Kain has been the source of controversy since he moved into the Planning Department chairman's seat from the Economics Department, where he still holds a full professorship. The department has grown markedly in the last two years, and it now holds over 200 students as does the Architecture Department. There are about 600 students in the entire school.
In November 1975 first-year students in the department protested several of Kain's policies, including what they called an overemphasis on quantitative methods and slighting of fields such as physical design.
They also questioned Kain's preference for hiring less experienced younger faculty and giving them extensive sabbaticals to gain experience, rather than hiring practicing, experienced professionals.
A number of GSD sources said yesterday this debate is now going on between members of the faculty and administration as part of a review of the criteria used to select faculty.
Several of these criticisms surfaced in the visiting committee report, which includes a lengthy quote from a May 1976 letter written by Dorn C. McGrath Jr., the chairman of the George Washington University Department of Urban and Regional Planning and at that time member of the panel.

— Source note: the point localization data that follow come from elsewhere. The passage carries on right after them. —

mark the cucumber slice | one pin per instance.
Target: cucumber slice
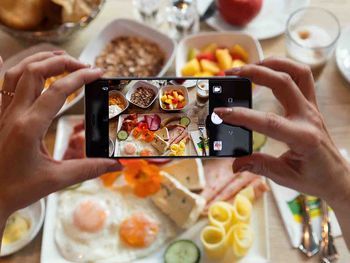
(259, 141)
(182, 251)
(185, 121)
(122, 135)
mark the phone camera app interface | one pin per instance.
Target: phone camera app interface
(160, 118)
(228, 140)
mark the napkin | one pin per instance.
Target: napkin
(289, 207)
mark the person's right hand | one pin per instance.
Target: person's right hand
(27, 171)
(313, 164)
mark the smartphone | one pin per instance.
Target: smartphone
(165, 117)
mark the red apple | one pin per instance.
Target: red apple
(239, 12)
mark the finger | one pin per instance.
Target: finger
(268, 166)
(300, 73)
(50, 102)
(267, 123)
(75, 171)
(13, 75)
(281, 84)
(31, 83)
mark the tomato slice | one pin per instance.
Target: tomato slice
(136, 132)
(148, 136)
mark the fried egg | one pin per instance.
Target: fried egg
(102, 225)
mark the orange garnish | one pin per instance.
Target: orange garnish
(143, 177)
(109, 178)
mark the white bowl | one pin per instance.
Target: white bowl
(36, 213)
(126, 102)
(141, 83)
(173, 87)
(127, 27)
(227, 39)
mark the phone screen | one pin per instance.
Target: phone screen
(153, 118)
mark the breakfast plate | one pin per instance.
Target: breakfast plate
(14, 60)
(200, 41)
(270, 23)
(50, 253)
(342, 54)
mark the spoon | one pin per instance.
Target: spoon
(309, 242)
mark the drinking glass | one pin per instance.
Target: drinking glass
(311, 36)
(183, 18)
(149, 11)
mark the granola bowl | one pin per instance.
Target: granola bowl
(137, 51)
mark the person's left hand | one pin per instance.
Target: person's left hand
(27, 171)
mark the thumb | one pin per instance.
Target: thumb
(78, 170)
(266, 165)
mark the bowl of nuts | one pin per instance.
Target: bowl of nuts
(142, 94)
(126, 48)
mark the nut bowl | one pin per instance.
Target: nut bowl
(55, 35)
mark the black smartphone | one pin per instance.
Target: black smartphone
(165, 117)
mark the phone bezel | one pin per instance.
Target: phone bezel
(93, 149)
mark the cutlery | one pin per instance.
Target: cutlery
(202, 130)
(309, 242)
(328, 250)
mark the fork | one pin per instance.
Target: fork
(309, 242)
(329, 252)
(202, 130)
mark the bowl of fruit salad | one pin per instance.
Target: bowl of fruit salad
(173, 98)
(210, 54)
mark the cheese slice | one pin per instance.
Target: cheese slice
(159, 144)
(176, 201)
(163, 133)
(189, 172)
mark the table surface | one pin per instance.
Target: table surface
(333, 94)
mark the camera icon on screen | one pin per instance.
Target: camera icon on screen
(217, 89)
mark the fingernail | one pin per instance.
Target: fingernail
(233, 70)
(246, 167)
(58, 52)
(114, 167)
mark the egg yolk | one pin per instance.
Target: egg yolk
(138, 230)
(89, 217)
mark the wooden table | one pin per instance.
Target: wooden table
(333, 94)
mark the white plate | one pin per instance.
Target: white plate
(36, 214)
(271, 21)
(14, 60)
(127, 27)
(342, 54)
(226, 39)
(189, 83)
(49, 253)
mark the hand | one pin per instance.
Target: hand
(312, 164)
(28, 172)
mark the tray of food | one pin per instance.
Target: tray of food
(167, 126)
(105, 220)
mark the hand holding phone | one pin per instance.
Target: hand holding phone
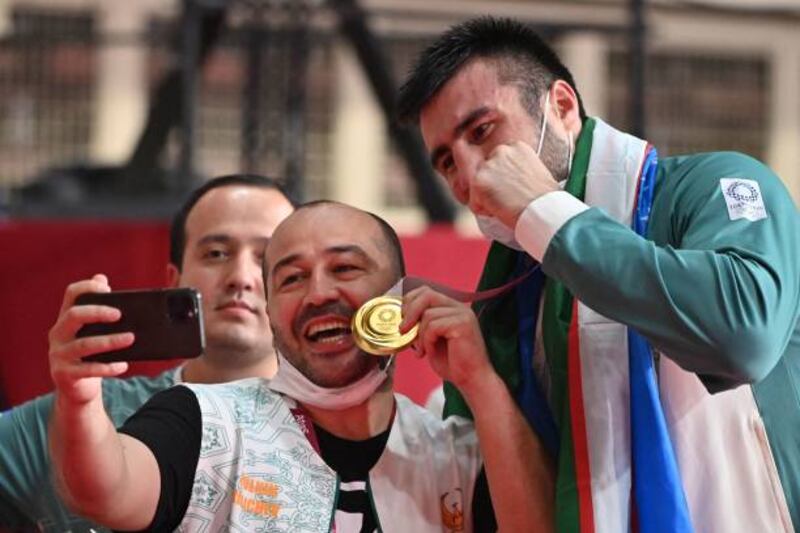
(166, 323)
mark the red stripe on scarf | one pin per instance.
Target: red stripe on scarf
(580, 441)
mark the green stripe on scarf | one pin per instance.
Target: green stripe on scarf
(556, 317)
(500, 324)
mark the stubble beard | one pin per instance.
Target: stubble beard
(555, 155)
(313, 368)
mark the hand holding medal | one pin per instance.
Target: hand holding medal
(376, 324)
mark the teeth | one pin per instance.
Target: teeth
(325, 326)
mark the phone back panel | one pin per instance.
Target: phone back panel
(167, 324)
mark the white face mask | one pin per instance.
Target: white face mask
(495, 230)
(291, 382)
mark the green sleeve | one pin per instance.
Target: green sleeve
(24, 465)
(719, 296)
(28, 495)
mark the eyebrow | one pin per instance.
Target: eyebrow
(332, 250)
(440, 150)
(222, 238)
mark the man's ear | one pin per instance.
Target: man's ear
(173, 276)
(566, 103)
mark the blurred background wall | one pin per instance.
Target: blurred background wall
(110, 110)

Among the points made in the letter, a copy of which The Crimson also obtained yesterday from local sources, were the following:
Chairman Kain, "although well-known as an economist and analyst of selected urban systems, is neither a city planner nor a regional planner";
Of eight new or proposed faculty appointments in the department last spring, only one held a degree in planning or had direct experience in the professional field;
Policy analysis is not urban planning and, unlike the other design disciplines, does not share "a basic reliance upon creativity and the ability of the practitioner to synthesize content from several fields and to formulate and apply physical, as well as social, economic and political principles to affect the natural and man-made environment."
In a telephone interview yesterday, McGrath said he has seen "no evidence that anyone has paid much attention to the visiting committee report."
A number of University officials yesterday condemned the unauthorized release of the report, arguing that it--along with publication of the minutes last year--has weakened the system of visiting committee oversight.
This system includes 60 visiting committees that report to the Board of Overseers, 30 alumni and alumnae who constitute one of the two central Governing Boards of the University. The committees are intended to raise money and report on the effectiveness of the department or school they oversee.
In addition, according to a University pamphlet; they are intended "to bring new ideas and fresh viewpoints to the University, to prevent provincialism, inbreeding and self-satisfaction and to serve as a liaison with the disciplines as represented outside Harvard.